Cette pyramide organise les processus intérieurs qui motivent tous nos désirs, pensées et actions quotidiennes. Fondamentalement, ces facteurs font de nous des êtres essentiellement de plaisir. Ai-je l'esprit tordu ou n'y a-t-il là aucun besoin fondamental, pour l'être humain, de travailler? Pourtant, c'est ce qu'on entend tous les jours: toute nation, tout pays, tout gouvernement, tout syndicat, toute entreprise veut que tout le monde puisse travailler ... et tout le monde veut travailler! En cherchant des synonymes au mot travail, je retrouve néanmoins les termes "labeur", "difficulté", "corvée", "productivité", "routine", "répétition", "fatigue", "peine", "douleur" ... Est-ce vraiment le travail que les gens souhaitent?
Et si l'on revient à la pyramide de Maslow, peut-on dire que la société actuelle favorise, encourage et participe à la réalisation de nos véritables besoins? Voyons les principes de bases qui régissent les sociétés basées sur le travail organisé: la production, la consommation et le "plus dans tes poches" (11) . Nous passons notre temps à produire (pour avoir de l'argent) et à consommer (dépenser cet argent). Le travail nous fournit tout: notre identité, notre statut social et nos fréquentations. Il détermine nos heures de repas, de repos et de loisirs; il a une influence sur notre comportement, notre personnalité, notre sexualité; il s'insère dans nos rêves, il devient notre philosophie, il détermine notre estime de soi, il s'impose comme notre raison de vivre...
La société du travail n'a qu'à obtenir le "consentement volontaire" des gens de sacrifier une grande partie de leur vie à vendre leur production d'une façon régulière et prévisible et, en échange, ils pourront jouir de leur droit d'exister... Par contre, il faut savoir que ce consentement volontaire n'est pas prémédité par la population en général, mais plutôt par la société du travail, à l'aide des valeurs prônées par celle-ci.

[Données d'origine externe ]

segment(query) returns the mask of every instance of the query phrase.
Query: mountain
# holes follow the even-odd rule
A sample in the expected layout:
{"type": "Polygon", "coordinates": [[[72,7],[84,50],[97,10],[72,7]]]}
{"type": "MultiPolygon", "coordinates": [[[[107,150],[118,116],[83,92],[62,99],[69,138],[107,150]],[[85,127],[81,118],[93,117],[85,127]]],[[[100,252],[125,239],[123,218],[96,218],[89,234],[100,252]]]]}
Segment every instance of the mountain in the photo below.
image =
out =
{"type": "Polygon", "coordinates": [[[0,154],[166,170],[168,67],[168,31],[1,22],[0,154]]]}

Notre corps ne nous appartient plus: il devient un instrument de travail que nous devons perfectionner, contrôler et discipliner; il finit par oublier de vivre et s'occupe à travailler. Nous l'affamons ou le gavons en étant dépendants des heures de notre travail; n'ayant plus le droit d'être malade et fatigué, nous le conditionnons, l'endormons et le tirons brutalement de son sommeil à l'aide d'un cadran tyrannique...
Notre esprit ne nous appartient plus: on nie notre différence en nous obligeant à nous conformer; on inhibe et on brime notre recherche de la satisfaction de nos besoins réels en nous conditionnant à de faux besoins, aux modèles, aux rôles et aux valeurs (présentés par la télévision, les journaux, le cinéma, la désinformation) qui nous emprisonnent dans l'engrenage production-consommation et favorisent l'étouffement de notre moi; on nous dicte notre façon de penser, notre façon d'être, nos désirs...
Notre âme non plus ne nous appartient plus: au travail, les émotions ne sont "pas à leur place", nous voilà contraints de pratiquer l'économie de l'amour. Le moment présent n'existe plus, il nous faut vivre en fonction de demain (12). Nos rêves, nos espoirs, nos sentiments et notre liberté sont délimités par la pression de la société; l'individu s'en remet alors naîvement à la société, de qui il attend le bonheur, la sécurité et la vitalité. Il cherche davantage à réussir dans la vie plutôt que de chercher à réussir sa vie. Le "paraÎtre", l' "image", l' "avoir l'air", la possession, la compétition, l'égoïsme, la frustration, la dépression, l'indifférence sont quelques unes des résultantes.
La société du travail a élevé au rang de privilège la dimension du travail. Le travail est devenu une récompense permettant l'accès au bonheur matériel, artificiel et, somme toute, irréel. L'absence de travail, qui devrait pourtant être une source de plaisir, devient vite une souffrance, un mal, un isolement et un obstacle à la réalisation personnelle et sociale. Cette course à la réussite, les modèles, les valeurs, les statuts et les classes qu'elle crée, décentre les individus et leur font oublier que le sentiment de satisfaction personnelle procède d'abord d'un processus intérieur.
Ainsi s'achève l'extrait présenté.